Presented By O'Reilly and Cloudera
Make Data Work
31 May–1 June 2016: Training
1 June–3 June 2016: Conference
London, UK

A functional data integration pipeline using Scala

Johannes Bauer (IHS Markit)
14:55–15:35 Friday, 3/06/2016
Hardcore data science
Location: Capital Suite 17 Level: Intermediate
Average rating: **...
(2.00, 1 rating)

Prerequisite knowledge

Attendees should have a basic knowledge of databases. Knowledge of Scala and functional programming will be useful but is not necessary.

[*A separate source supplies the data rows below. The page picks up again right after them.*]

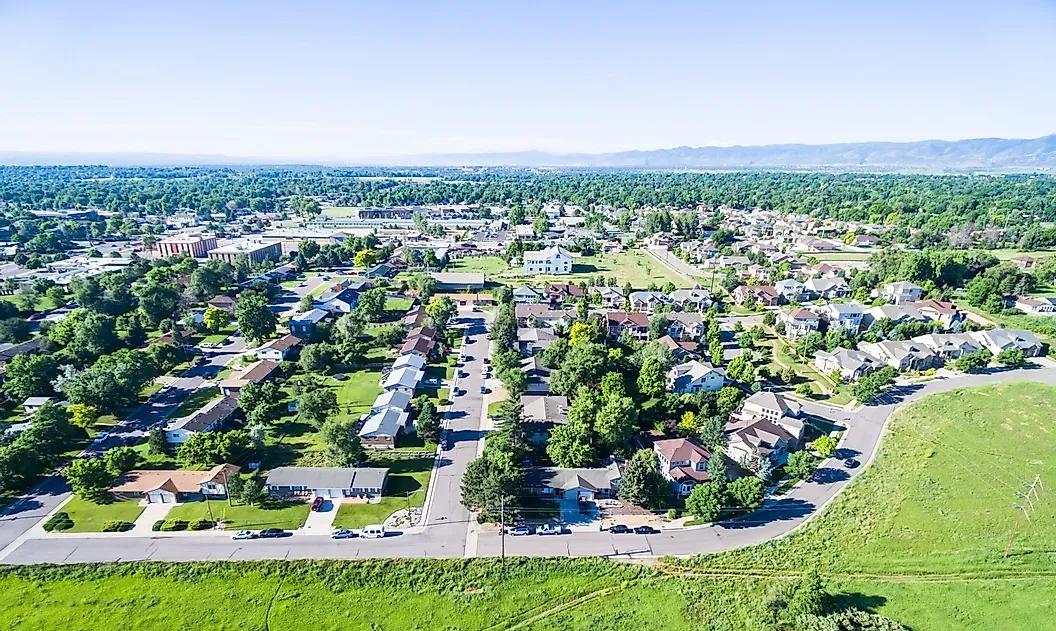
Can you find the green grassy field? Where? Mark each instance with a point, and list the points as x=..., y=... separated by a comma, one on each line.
x=922, y=532
x=632, y=266
x=244, y=517
x=407, y=477
x=89, y=517
x=919, y=537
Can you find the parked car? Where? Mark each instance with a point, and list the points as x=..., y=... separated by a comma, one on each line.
x=373, y=532
x=549, y=529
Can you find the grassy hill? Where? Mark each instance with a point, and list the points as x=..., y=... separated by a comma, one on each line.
x=919, y=537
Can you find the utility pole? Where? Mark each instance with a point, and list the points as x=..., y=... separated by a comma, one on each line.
x=1033, y=497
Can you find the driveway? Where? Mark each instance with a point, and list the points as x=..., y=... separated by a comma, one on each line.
x=447, y=532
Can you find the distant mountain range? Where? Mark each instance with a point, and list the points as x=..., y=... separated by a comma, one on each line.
x=977, y=154
x=990, y=154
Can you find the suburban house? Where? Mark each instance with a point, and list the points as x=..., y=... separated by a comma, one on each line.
x=402, y=379
x=446, y=281
x=326, y=481
x=559, y=293
x=538, y=376
x=384, y=424
x=847, y=316
x=1035, y=306
x=527, y=295
x=691, y=300
x=1002, y=339
x=695, y=377
x=304, y=324
x=774, y=407
x=903, y=291
x=828, y=288
x=343, y=301
x=757, y=440
x=635, y=324
x=949, y=346
x=791, y=290
x=280, y=349
x=533, y=340
x=944, y=312
x=542, y=314
x=902, y=356
x=579, y=484
x=550, y=261
x=33, y=404
x=685, y=325
x=171, y=486
x=683, y=461
x=542, y=413
x=798, y=323
x=764, y=295
x=257, y=373
x=222, y=302
x=851, y=364
x=647, y=301
x=682, y=351
x=611, y=298
x=209, y=418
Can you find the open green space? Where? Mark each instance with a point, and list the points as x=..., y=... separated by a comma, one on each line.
x=636, y=267
x=284, y=515
x=919, y=536
x=922, y=533
x=89, y=517
x=406, y=488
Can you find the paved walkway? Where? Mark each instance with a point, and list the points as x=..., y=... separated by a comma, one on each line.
x=151, y=513
x=450, y=534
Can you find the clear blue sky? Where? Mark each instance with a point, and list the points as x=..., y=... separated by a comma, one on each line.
x=349, y=80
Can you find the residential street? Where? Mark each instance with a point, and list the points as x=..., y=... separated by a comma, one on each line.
x=445, y=534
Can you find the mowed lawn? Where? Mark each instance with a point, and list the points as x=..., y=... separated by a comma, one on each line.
x=89, y=517
x=636, y=267
x=284, y=515
x=406, y=486
x=921, y=534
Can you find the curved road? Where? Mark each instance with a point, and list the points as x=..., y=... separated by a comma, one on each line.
x=448, y=537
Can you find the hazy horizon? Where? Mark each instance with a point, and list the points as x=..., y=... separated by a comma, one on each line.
x=341, y=83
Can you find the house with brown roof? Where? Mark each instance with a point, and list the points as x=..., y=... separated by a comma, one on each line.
x=280, y=349
x=634, y=323
x=170, y=486
x=256, y=373
x=683, y=461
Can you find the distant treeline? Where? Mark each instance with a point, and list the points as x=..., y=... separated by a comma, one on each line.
x=936, y=203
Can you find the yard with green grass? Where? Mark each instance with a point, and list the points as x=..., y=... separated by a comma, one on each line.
x=89, y=517
x=406, y=486
x=636, y=267
x=919, y=536
x=284, y=515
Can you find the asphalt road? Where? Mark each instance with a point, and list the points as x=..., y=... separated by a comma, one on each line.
x=447, y=537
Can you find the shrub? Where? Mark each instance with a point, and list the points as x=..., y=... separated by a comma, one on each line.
x=58, y=521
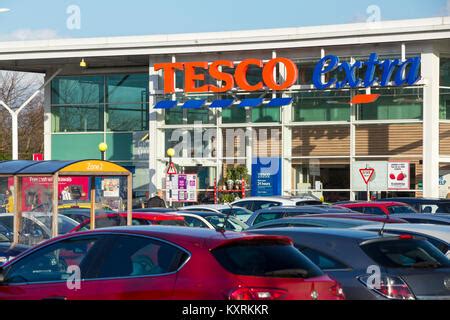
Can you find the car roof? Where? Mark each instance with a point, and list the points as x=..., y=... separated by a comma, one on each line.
x=207, y=206
x=417, y=200
x=189, y=237
x=201, y=213
x=354, y=234
x=280, y=199
x=373, y=204
x=300, y=209
x=318, y=218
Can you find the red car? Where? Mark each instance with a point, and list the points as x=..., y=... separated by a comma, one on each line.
x=165, y=263
x=367, y=217
x=139, y=219
x=379, y=208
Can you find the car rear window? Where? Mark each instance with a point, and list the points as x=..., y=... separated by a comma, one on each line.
x=398, y=253
x=266, y=259
x=400, y=209
x=308, y=203
x=269, y=216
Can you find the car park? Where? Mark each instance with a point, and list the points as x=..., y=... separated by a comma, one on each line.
x=138, y=219
x=240, y=213
x=409, y=267
x=313, y=221
x=274, y=213
x=212, y=220
x=426, y=218
x=257, y=203
x=379, y=207
x=426, y=205
x=166, y=263
x=438, y=235
x=9, y=250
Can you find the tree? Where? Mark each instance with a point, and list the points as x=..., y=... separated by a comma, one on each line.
x=15, y=88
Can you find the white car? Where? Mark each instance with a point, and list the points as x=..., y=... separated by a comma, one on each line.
x=438, y=235
x=212, y=220
x=240, y=213
x=257, y=203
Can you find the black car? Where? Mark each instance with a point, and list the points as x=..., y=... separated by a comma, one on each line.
x=370, y=266
x=274, y=213
x=425, y=205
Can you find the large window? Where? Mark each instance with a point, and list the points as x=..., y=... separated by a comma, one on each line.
x=394, y=104
x=321, y=106
x=81, y=104
x=445, y=89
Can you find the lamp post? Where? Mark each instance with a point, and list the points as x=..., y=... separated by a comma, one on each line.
x=170, y=154
x=103, y=147
x=15, y=115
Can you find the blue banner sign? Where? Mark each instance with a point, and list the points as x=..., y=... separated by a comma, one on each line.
x=266, y=177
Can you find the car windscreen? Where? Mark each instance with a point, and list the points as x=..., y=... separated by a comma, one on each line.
x=410, y=253
x=266, y=259
x=232, y=224
x=400, y=209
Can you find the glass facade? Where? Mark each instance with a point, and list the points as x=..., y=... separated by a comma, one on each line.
x=321, y=106
x=88, y=103
x=394, y=104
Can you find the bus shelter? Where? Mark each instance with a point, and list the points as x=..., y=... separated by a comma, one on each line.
x=51, y=184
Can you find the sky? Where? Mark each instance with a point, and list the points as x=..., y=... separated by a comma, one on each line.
x=48, y=19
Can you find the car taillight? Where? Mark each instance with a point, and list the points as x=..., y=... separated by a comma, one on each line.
x=257, y=294
x=390, y=287
x=336, y=290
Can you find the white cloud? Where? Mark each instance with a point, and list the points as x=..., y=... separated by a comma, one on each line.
x=30, y=34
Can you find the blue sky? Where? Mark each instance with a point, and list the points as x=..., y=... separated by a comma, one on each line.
x=41, y=19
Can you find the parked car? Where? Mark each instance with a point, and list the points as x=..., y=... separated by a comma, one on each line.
x=313, y=222
x=426, y=218
x=438, y=235
x=274, y=213
x=154, y=210
x=410, y=267
x=240, y=213
x=426, y=205
x=257, y=203
x=36, y=227
x=212, y=220
x=139, y=219
x=379, y=207
x=164, y=263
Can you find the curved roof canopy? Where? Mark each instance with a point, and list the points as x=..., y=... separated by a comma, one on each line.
x=86, y=167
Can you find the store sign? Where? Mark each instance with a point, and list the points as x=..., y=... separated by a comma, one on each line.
x=183, y=186
x=266, y=177
x=399, y=175
x=396, y=72
x=378, y=179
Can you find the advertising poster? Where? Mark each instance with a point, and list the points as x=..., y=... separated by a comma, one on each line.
x=111, y=188
x=266, y=177
x=399, y=175
x=378, y=181
x=183, y=187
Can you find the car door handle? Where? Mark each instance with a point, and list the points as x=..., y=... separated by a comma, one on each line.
x=55, y=299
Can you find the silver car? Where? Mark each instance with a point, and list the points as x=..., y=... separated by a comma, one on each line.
x=257, y=203
x=240, y=213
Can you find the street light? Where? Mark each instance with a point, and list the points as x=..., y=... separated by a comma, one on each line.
x=103, y=147
x=170, y=154
x=15, y=115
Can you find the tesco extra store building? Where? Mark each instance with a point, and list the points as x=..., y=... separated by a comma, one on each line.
x=313, y=104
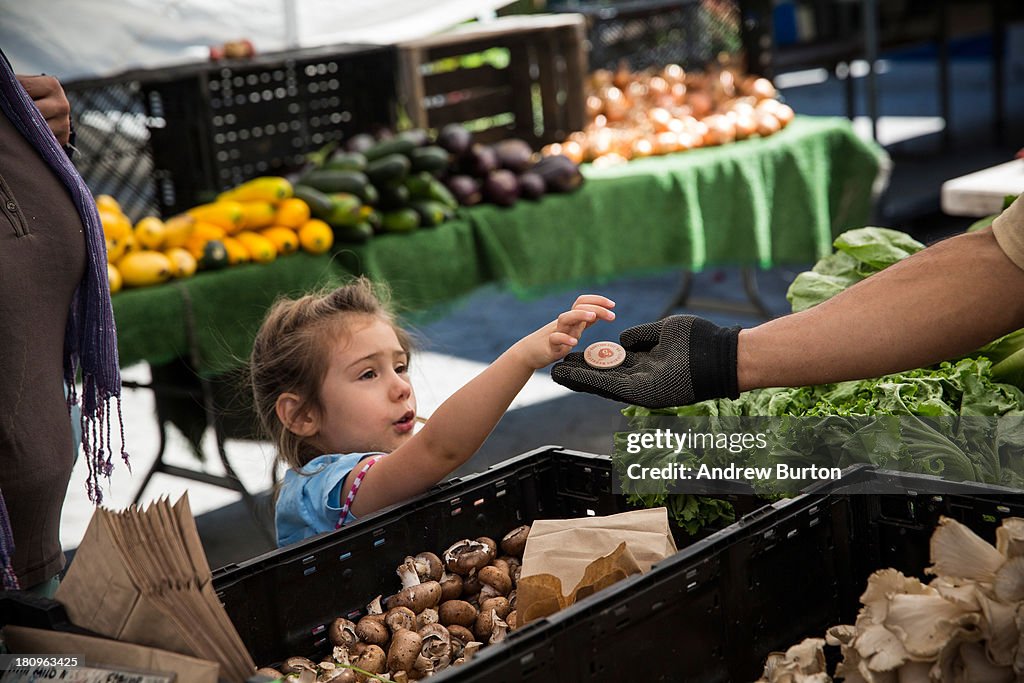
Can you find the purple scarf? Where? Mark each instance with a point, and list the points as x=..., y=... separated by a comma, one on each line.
x=90, y=338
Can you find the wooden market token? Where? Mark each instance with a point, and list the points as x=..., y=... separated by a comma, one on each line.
x=604, y=355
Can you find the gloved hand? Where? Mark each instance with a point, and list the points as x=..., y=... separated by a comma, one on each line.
x=677, y=360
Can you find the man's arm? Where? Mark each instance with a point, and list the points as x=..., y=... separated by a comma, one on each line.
x=52, y=103
x=942, y=302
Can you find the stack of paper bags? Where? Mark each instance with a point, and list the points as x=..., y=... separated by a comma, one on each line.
x=141, y=577
x=588, y=554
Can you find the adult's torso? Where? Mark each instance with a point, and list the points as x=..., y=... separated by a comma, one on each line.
x=42, y=260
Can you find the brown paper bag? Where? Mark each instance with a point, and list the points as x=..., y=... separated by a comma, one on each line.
x=588, y=553
x=141, y=577
x=100, y=652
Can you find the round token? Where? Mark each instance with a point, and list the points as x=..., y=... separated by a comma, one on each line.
x=604, y=355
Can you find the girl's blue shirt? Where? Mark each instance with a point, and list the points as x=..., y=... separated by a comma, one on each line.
x=309, y=501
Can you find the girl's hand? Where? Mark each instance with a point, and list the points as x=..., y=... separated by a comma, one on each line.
x=555, y=340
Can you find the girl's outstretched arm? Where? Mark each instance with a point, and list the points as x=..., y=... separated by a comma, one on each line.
x=463, y=422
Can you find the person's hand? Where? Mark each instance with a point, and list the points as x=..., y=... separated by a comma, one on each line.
x=52, y=103
x=555, y=340
x=673, y=361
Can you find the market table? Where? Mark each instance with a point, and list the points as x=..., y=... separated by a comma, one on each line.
x=761, y=202
x=982, y=193
x=756, y=204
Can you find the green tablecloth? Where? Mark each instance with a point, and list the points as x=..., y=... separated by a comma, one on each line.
x=221, y=309
x=760, y=203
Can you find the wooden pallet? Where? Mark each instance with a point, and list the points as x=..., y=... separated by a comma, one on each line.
x=538, y=96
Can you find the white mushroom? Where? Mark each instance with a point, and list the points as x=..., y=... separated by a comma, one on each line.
x=956, y=551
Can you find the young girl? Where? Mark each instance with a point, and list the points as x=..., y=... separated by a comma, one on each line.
x=330, y=376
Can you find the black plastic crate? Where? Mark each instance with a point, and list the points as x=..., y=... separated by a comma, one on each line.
x=166, y=139
x=282, y=602
x=655, y=33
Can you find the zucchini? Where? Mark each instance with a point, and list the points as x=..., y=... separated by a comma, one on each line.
x=393, y=197
x=395, y=145
x=346, y=161
x=358, y=232
x=400, y=220
x=432, y=159
x=329, y=180
x=390, y=169
x=431, y=212
x=320, y=204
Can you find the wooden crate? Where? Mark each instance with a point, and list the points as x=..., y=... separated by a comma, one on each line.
x=538, y=95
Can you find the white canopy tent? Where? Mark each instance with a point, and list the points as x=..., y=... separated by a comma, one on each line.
x=75, y=39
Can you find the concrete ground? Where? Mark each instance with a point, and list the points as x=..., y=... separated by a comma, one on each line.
x=474, y=332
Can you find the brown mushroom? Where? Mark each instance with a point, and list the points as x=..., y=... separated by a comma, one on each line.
x=428, y=566
x=489, y=543
x=470, y=586
x=297, y=666
x=404, y=649
x=457, y=611
x=428, y=615
x=373, y=659
x=461, y=633
x=375, y=607
x=400, y=617
x=499, y=604
x=373, y=630
x=466, y=555
x=515, y=541
x=420, y=597
x=342, y=633
x=407, y=572
x=494, y=582
x=502, y=564
x=469, y=651
x=436, y=643
x=451, y=586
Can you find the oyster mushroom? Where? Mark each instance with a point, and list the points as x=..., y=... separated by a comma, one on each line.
x=466, y=555
x=956, y=551
x=457, y=612
x=514, y=542
x=400, y=617
x=341, y=633
x=419, y=597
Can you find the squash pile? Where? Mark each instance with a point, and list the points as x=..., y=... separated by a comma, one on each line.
x=254, y=222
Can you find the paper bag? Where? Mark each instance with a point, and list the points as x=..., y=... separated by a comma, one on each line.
x=100, y=652
x=589, y=554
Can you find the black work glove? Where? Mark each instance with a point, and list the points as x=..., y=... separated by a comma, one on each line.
x=677, y=360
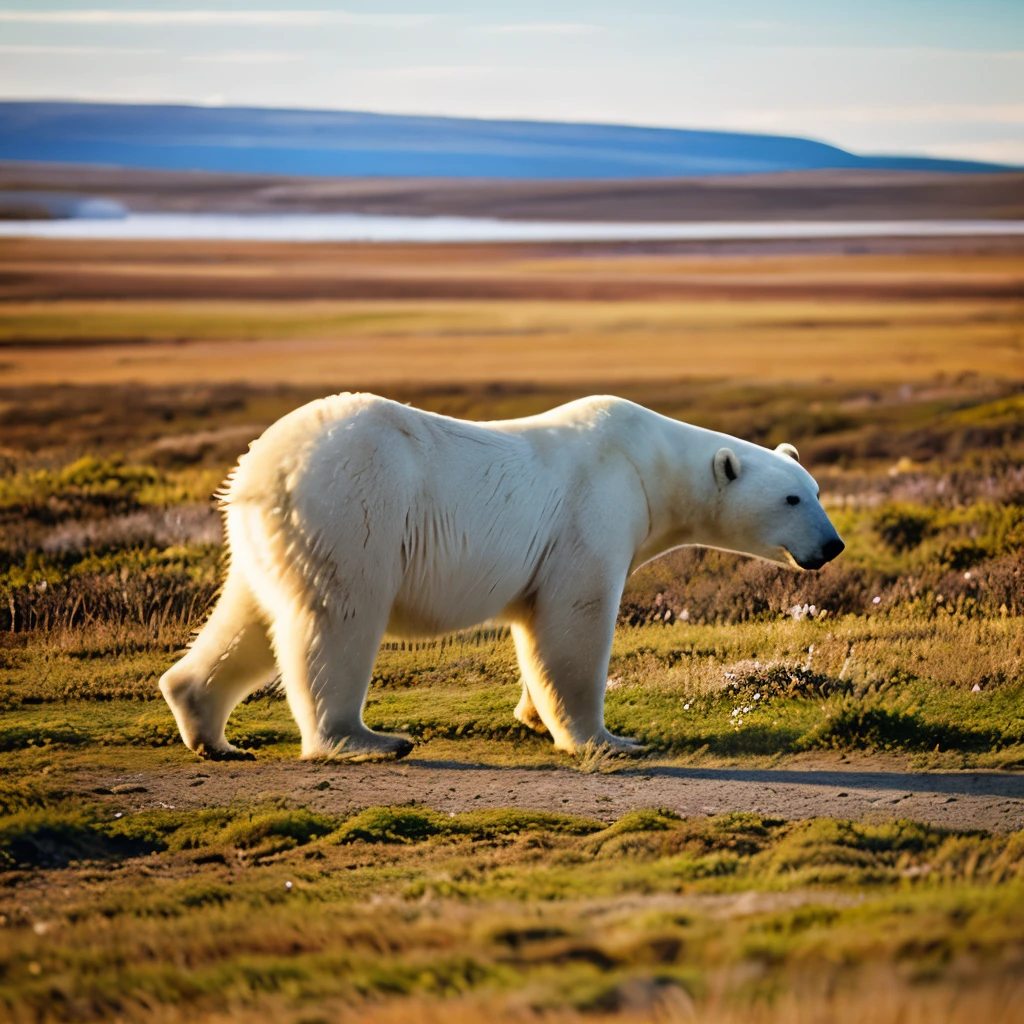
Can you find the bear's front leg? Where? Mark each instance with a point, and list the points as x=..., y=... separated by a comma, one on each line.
x=563, y=649
x=326, y=669
x=526, y=713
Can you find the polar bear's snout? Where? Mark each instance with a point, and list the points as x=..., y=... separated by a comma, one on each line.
x=833, y=548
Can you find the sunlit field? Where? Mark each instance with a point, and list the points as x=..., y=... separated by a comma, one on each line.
x=827, y=821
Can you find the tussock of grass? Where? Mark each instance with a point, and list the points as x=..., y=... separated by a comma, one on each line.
x=413, y=824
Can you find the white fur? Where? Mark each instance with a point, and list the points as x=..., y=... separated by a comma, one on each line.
x=354, y=516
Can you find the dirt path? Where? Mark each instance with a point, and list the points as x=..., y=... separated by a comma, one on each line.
x=956, y=800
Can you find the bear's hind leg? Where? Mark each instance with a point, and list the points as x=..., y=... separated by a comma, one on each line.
x=326, y=667
x=231, y=656
x=526, y=713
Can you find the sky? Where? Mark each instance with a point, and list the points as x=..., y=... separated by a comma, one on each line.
x=936, y=78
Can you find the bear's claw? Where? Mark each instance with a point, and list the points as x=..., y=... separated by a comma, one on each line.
x=223, y=754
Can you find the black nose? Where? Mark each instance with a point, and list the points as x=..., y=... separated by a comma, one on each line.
x=833, y=549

Efficient, accurate, and robust ETL (extract, transform, load) pipelines are essential components for building successful data products. Johannes Bauer discusses the fundamental requirements for ETL pipelines, which port information stored in large flat files into a suitable database representation, highlighting major guiding principles as well as challenges. Since the focus of ETL process is data integrity and accuracy, a statically typed functional language like Scala is an excellent choice to accomplish the task in a scalable fashion. For illustration, Johannes presents selected elements of ETL pipeline implementations, emphasizing particularly useful libraries.

Johannes Bauer

IHS Markit

Johannes Bauer is currently lead data scientist at IHS Markit. Johannes holds a PhD in theoretical condensed matter physics and has postdoctoral experience working with big data and parallel processing at the Max Planck Institute (Germany) and Harvard University.